Israeli researchers develop AI tool to discover how cells react to drug treatment

Tel Aviv University team’s scNET algorithm combines data on cells with protein ‘social network’ to cut ‘high noise’ and shed light on immune cell behavior

Reporter at The Times of Israel

Prof. Asaf Madi, left, Prof. Roded Sharan and PhD student Ron Sheinin of Tel Aviv University. (Courtesy/Tel Aviv University)
Prof. Asaf Madi, left, Prof. Roded Sharan and PhD student Ron Sheinin of Tel Aviv University. (Courtesy/Tel Aviv University)

In a first, Tel Aviv University researchers say they have developed an innovative AI tool that integrates biological data to provide insights into how cells behave and react to different drug treatments. The breakthrough method could improve treatment strategies for diseases like cancer, they say.

The system, called scNET (pronounced sek-net), short for single-cell network, “uses AI in a slightly different way,” said Prof. Asaf Madi from the Faculty of Medicine, who worked with Prof. Roded Sharan, head of the School of Computer Science and AI, and PhD student Ron Sheinin.

Speaking to The Times of Israel by phone, Madi said the researchers developed a “computational platform to make a smart integration of this data, and the results were really, really astonishing.”

The findings appeared in the peer-reviewed journal Nature Methods.

Single cell information with a lot of ‘noise’

Madi explained that in the past decade, researchers have been able to collect data to examine single cells from different tissues, created through the process of gene expression.

Researchers were able to investigate different cell populations inside a tumor, for example, and then use these discoveries to learn about the potential functional behavior of each cell type.

“This was the revolution of research in our field in the last decade or so,” said Madi, founder of Systems Immunology Lab at the university.

T cells attacking a cancer cell (frentusha; iStock by Getty Images)

The scientists could begin to search for the deep specific mechanisms of how cells behave. For example, what exactly do immune cells, known as T cells, a type of white blood cell, do to help the immune system fight germs? What is the complex role of B cells, a different kind of white blood cell that makes antibodies? And what triggers the behavior of macrophages, a third type of white blood cell, to surround and kill microorganisms?

Researchers were armed with complicated questions, but they couldn’t get the answers because, Madi said, they had no way to measure the activity in these cells due to “high noise,” the background activity that makes it difficult to zero in on specific behaviors.

Illustrative: Researchers at Tel Aviv University. (Courtesy)

Noise in genetic data is the extra information that makes it difficult for scientists to discern what is really happening inside cells.

“The early technology is great,” Madi explained, “but it isn’t perfect, and some of the information is not as accurate as you would want it to be.”

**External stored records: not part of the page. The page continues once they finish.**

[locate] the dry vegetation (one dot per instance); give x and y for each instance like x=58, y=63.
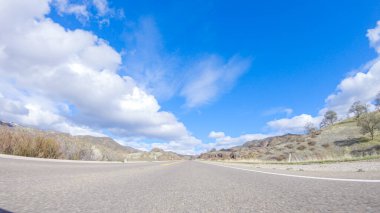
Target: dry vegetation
x=340, y=141
x=22, y=141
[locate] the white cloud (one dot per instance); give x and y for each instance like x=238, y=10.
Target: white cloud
x=67, y=80
x=79, y=10
x=278, y=110
x=216, y=135
x=223, y=141
x=84, y=11
x=211, y=76
x=295, y=124
x=374, y=37
x=362, y=86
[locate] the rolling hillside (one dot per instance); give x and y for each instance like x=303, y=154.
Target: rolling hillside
x=31, y=142
x=339, y=141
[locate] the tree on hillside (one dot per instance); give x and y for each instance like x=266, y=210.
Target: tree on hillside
x=377, y=101
x=310, y=129
x=357, y=108
x=329, y=118
x=369, y=123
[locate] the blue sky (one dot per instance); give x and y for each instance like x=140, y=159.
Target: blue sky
x=215, y=73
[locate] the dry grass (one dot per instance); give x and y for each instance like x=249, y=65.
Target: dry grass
x=24, y=144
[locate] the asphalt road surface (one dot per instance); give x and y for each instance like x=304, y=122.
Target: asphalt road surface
x=184, y=186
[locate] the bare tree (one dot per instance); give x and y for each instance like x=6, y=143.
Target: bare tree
x=310, y=129
x=357, y=108
x=377, y=101
x=330, y=118
x=369, y=123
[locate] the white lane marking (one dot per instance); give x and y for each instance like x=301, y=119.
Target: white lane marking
x=299, y=176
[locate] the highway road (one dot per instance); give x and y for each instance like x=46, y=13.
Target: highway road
x=184, y=186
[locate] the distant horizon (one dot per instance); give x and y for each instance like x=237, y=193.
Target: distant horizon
x=185, y=77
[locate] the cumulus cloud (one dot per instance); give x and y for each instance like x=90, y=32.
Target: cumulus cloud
x=79, y=10
x=68, y=80
x=85, y=10
x=361, y=86
x=225, y=141
x=278, y=110
x=199, y=80
x=295, y=124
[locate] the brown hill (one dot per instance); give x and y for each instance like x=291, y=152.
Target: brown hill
x=341, y=140
x=32, y=142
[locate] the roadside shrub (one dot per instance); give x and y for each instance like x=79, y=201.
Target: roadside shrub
x=26, y=144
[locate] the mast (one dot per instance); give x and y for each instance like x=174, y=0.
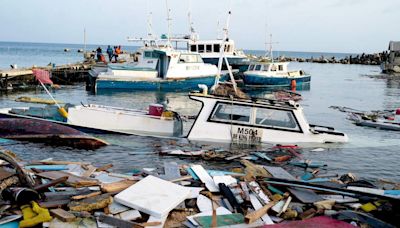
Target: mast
x=222, y=56
x=84, y=40
x=169, y=23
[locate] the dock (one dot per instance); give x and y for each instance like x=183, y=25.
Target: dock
x=23, y=78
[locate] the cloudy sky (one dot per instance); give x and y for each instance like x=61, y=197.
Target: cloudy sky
x=298, y=25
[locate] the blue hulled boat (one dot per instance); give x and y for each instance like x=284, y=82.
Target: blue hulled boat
x=274, y=74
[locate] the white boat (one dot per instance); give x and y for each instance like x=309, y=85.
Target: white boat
x=391, y=63
x=256, y=120
x=106, y=119
x=158, y=68
x=274, y=74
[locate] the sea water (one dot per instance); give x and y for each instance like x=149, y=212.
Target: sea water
x=370, y=153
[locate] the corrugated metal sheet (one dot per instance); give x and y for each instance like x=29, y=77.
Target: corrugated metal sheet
x=394, y=46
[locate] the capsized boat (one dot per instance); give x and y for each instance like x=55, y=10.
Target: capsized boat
x=41, y=131
x=101, y=119
x=158, y=68
x=256, y=120
x=274, y=74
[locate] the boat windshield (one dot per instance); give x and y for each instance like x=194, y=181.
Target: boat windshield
x=276, y=118
x=231, y=113
x=190, y=58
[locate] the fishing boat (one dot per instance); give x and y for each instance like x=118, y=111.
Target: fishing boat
x=41, y=131
x=256, y=120
x=158, y=69
x=274, y=74
x=101, y=119
x=266, y=74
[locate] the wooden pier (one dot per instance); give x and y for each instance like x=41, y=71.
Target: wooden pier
x=23, y=78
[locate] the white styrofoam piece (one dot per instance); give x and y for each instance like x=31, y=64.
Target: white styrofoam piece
x=257, y=205
x=116, y=208
x=153, y=196
x=129, y=215
x=219, y=211
x=194, y=192
x=227, y=180
x=204, y=203
x=154, y=219
x=205, y=178
x=256, y=187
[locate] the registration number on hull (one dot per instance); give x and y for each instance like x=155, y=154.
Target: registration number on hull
x=246, y=134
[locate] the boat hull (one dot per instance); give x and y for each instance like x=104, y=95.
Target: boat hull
x=185, y=84
x=47, y=132
x=240, y=64
x=254, y=79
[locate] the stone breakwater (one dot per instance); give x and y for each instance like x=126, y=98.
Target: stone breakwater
x=363, y=59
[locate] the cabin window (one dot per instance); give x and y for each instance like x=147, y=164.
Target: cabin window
x=190, y=58
x=208, y=48
x=201, y=48
x=227, y=48
x=231, y=113
x=147, y=54
x=276, y=118
x=216, y=47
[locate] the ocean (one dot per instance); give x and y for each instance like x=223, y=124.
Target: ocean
x=42, y=54
x=370, y=153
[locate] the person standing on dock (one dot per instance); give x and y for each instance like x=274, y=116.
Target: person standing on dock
x=117, y=52
x=110, y=53
x=99, y=53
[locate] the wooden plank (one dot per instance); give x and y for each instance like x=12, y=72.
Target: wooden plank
x=90, y=170
x=51, y=196
x=62, y=215
x=205, y=178
x=79, y=197
x=171, y=170
x=73, y=180
x=260, y=211
x=304, y=195
x=222, y=220
x=54, y=204
x=117, y=186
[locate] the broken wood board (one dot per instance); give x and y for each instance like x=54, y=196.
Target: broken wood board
x=153, y=196
x=73, y=180
x=205, y=178
x=257, y=206
x=62, y=215
x=304, y=195
x=117, y=186
x=90, y=204
x=222, y=220
x=171, y=170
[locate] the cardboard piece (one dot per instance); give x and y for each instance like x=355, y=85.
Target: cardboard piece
x=153, y=196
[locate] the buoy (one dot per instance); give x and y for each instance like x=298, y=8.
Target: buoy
x=293, y=85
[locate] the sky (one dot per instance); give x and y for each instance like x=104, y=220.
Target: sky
x=346, y=26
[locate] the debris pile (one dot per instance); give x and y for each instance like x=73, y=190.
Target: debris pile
x=72, y=194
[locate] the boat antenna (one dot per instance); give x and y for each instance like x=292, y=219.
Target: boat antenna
x=223, y=57
x=191, y=28
x=271, y=55
x=169, y=23
x=84, y=39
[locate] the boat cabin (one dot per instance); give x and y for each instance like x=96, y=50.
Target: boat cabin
x=270, y=67
x=255, y=121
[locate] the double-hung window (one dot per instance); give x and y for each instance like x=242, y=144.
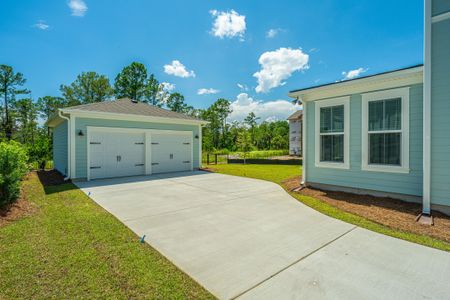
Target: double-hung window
x=332, y=133
x=385, y=131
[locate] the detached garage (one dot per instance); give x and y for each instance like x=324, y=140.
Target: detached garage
x=123, y=138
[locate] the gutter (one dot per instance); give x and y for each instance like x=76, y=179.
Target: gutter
x=68, y=143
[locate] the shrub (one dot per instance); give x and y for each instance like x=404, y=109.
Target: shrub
x=13, y=167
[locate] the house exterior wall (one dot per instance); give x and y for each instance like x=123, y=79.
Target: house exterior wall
x=81, y=141
x=60, y=148
x=295, y=137
x=440, y=107
x=399, y=183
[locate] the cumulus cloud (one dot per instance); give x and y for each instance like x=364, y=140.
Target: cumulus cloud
x=277, y=66
x=228, y=24
x=267, y=111
x=271, y=33
x=78, y=7
x=42, y=25
x=167, y=86
x=242, y=87
x=176, y=68
x=353, y=73
x=207, y=91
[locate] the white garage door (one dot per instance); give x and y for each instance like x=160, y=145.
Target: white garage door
x=113, y=154
x=171, y=152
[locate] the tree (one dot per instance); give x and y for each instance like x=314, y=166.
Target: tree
x=48, y=105
x=244, y=142
x=251, y=121
x=132, y=83
x=9, y=83
x=176, y=103
x=25, y=112
x=89, y=87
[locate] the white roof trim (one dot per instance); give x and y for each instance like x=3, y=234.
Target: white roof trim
x=130, y=117
x=363, y=85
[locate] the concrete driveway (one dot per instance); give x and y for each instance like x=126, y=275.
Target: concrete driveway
x=247, y=238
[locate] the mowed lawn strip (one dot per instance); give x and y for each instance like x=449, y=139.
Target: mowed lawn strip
x=72, y=248
x=281, y=173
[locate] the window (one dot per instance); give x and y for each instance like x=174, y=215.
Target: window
x=332, y=136
x=385, y=131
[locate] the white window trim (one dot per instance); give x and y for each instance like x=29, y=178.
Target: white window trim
x=326, y=103
x=402, y=93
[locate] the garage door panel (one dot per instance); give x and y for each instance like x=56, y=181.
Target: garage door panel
x=171, y=153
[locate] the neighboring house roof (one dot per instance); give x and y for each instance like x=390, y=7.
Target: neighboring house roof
x=390, y=79
x=296, y=116
x=127, y=107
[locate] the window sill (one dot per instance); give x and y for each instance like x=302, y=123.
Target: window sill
x=332, y=165
x=385, y=169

A protein ‘social network’

At the same time, in another field of study, researchers have been working to develop a protein interaction database that “reflects the potential interaction between all the proteins that we have in our bodies,” said Madi.

This research has generated “a huge map” resembling a social network, he said.

Madi and his team wanted to take the information from the data on gene expression and combine it with the data from the protein map. They believed that integrating the two domains would improve accuracy in immunology research.

The work took about two years.

Computational analysis of gene expression following dimensional reduction by scNET. Each color represents a subset of immune cells with similar properties. (Ron Sheinin, Tel Aviv University)

“This is something that is not easy to do,” Madi said. “This was the problem that we sought to solve.”

What does scNET do?

By developing scNET, the researchers were able to get a more comprehensive picture of behavior inside the cell.

“The scNET maps out interactions between genes, showing how they influence each other,” said PhD student Sheinin. By incorporating that map with the single-cell sequencing data, scNET enabled more precise identification of cell populations and their behaviors under different conditions.

The research team then went back to a previous experiment with a cancer treatment carried out on mice in the lab, but this time using scNET.

A technician holds a laboratory mouse at the Jackson Laboratory in Bar Harbor, Maine, which ships more than two million mice a year to qualified researchers, January 24, 2006. (AP/Robert F. Bukaty)

In the first try, they had seen a delay in tumor growth and the prolonged survival of the mice, “but we could not explain why that was happening,” Madi said. “But when we used scNET, it revealed the effects of the treatment on the T cells that help the immune system fight the disease.”

The scNET showed that “the T cells were activating programs associated with fighting the tumor,” he explained. “And this was not possible to discover due to the high noise in the original data. However, it was something that scNET was able to uncover.”

Madi said the field is “moving very fast,” and there are rapid advances. He hopes that scNET can be “taken forward” and used in other areas to improve the understanding of disease and thereby accelerate treatment development.

“We really hope that other researchers will use it to revisit some of their older research, where they didn’t get such promising results from the data,” Madi said.

“We developed this method, we showed that it’s working. We really hope that others will pick up what we’ve generated and use it for their own research.”